Her father, Jorge Zorreguieta, served two years in the Videla regime that jailed, killed or kidnapped thousands of political opponents who were never seen again.

The royal family thought they put the controversy to rest when Maxima, appearing in public for the first time at the formal engagement last March, denounced the Videla regime and announced her father would not attend the wedding.

During that televised news conference, Maxima appeared demurring, assertive and charming all at once as she fielded questions in surprisingly fluent Dutch — which she had secretly been learning.

"That was the turning point. It went from one minute to the next. Suddenly, you saw more acceptance," said Cor de Horde, editor of the monthly Vorsten magazine and a leading royal watcher.

But Prince Willem-Alexander stirred the embers earlier this month when he dismissed a government-sponsored report concluding that Zorreguieta had been aware of human rights abuses, even if he did not participate in them.

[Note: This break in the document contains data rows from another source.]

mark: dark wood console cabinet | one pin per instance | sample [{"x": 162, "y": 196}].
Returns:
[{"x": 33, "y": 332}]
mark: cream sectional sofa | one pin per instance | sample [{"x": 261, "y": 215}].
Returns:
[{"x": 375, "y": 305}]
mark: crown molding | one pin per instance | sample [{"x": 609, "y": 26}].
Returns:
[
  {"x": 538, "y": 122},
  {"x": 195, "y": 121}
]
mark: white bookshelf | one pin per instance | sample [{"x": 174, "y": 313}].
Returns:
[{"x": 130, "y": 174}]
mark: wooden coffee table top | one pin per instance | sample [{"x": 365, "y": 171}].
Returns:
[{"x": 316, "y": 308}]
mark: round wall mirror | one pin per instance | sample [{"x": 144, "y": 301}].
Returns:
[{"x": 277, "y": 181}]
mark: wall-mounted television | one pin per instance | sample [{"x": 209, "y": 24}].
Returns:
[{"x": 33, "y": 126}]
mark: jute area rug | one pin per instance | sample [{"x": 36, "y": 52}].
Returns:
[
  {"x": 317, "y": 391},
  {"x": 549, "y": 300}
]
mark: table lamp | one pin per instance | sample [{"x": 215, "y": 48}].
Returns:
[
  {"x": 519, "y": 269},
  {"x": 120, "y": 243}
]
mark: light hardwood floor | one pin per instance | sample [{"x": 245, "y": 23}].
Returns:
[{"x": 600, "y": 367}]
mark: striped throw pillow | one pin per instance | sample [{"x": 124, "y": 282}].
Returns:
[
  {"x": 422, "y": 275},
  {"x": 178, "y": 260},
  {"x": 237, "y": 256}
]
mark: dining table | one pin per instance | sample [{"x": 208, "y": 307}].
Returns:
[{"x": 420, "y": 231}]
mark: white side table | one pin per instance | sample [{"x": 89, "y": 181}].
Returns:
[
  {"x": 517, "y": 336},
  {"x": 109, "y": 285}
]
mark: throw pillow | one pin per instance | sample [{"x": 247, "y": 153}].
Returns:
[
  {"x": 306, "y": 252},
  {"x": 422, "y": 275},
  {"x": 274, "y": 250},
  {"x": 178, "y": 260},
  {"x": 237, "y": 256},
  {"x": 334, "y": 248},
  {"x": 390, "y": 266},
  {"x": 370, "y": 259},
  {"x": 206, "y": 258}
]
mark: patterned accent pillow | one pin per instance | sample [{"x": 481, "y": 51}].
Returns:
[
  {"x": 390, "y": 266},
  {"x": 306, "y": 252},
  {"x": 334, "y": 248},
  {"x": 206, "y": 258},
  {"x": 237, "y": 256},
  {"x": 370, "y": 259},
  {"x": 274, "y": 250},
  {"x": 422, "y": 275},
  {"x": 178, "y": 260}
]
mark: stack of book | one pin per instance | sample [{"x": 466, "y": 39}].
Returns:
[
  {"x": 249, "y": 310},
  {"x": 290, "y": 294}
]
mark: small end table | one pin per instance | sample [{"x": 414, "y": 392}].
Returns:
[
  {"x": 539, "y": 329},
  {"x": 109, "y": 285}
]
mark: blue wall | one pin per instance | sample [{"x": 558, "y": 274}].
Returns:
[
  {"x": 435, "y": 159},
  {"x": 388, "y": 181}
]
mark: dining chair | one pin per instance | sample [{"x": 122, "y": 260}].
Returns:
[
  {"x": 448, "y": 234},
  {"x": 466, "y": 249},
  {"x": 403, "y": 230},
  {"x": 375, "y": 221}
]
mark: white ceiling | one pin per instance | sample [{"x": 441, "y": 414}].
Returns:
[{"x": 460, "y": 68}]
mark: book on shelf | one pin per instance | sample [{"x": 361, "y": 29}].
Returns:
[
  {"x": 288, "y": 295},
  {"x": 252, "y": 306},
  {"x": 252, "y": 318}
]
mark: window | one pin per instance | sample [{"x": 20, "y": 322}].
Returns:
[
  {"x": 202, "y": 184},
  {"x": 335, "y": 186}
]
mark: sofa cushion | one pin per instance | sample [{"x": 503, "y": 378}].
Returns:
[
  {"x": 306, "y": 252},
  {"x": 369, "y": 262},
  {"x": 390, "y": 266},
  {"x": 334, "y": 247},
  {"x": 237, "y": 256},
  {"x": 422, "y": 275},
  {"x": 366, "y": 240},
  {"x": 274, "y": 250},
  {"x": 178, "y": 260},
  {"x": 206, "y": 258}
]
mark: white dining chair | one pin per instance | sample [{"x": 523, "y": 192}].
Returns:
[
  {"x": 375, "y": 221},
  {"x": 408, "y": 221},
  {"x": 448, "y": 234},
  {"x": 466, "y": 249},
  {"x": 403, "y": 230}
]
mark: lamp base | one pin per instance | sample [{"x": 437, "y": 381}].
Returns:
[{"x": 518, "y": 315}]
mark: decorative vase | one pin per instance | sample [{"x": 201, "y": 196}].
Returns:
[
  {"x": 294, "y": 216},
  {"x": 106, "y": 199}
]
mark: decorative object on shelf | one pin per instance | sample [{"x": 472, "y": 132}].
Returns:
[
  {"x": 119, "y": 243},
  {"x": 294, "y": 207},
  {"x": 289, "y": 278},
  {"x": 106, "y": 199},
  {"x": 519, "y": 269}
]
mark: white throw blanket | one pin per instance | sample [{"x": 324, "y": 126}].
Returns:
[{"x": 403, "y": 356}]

The prince called the report "an opinion".

The palace published what amounted to an apology, reiterating that "the prince and his bride-to-be reject the regime" in which her father served.

Days later, the government had to quash another budding scandal when Maxima asked her family's Roman Catholic priest to say a prayer at the Protestant ceremony. A Dutch magazine found old articles by the priest, Father Rafael Braun, expressing admiration for Videla.

"The government has checked whether there are facts or circumstances that could stand in the way" of Braun's participation at the church, a statement said.

"None have been found."

The fact that a Catholic could be the next queen has provoked surprisingly little protest, even though the Protestant-Catholic divide was a defining feature of the Netherlands' creation as a nation.

Only a few years ago, a sister of Queen Beatrix relinquished her titles and any claim to the throne when she married a Catholic.

Many Dutchmen see Maxima as a Princess Diana figure. Graceful and popular, she is marrying a prince often seen as lacking charisma and commonly described as "not very clever" — an impression boosted by his repeated bungling of the Zorreguieta affair.

"Willem has been stumbling through life," said de Horde, whose magazine closely follows royalty around the world.

"He wasn't a good student.

"He liked going out, drinking, behaving like a normal Dutchman, not like the crown prince."

By contrast, Maxima is more like Diana, a strong woman who effortlessly occupies centre stage.

Dunning, advocate of a Dutch republic, said in a magazine interview the similarity with Diana may go further.

"You imprison someone who is full of life in a strange country and you order her to obey all kinds of rules and give up her private life," Dunning said.

"Can anyone actually stand up to that?"

But de Horde said the pressures on Maxima will be less.

"We are quite different from the British. Their royal family has such high esteem that when they fail to live up to expectations, they fall farther," de Horde said.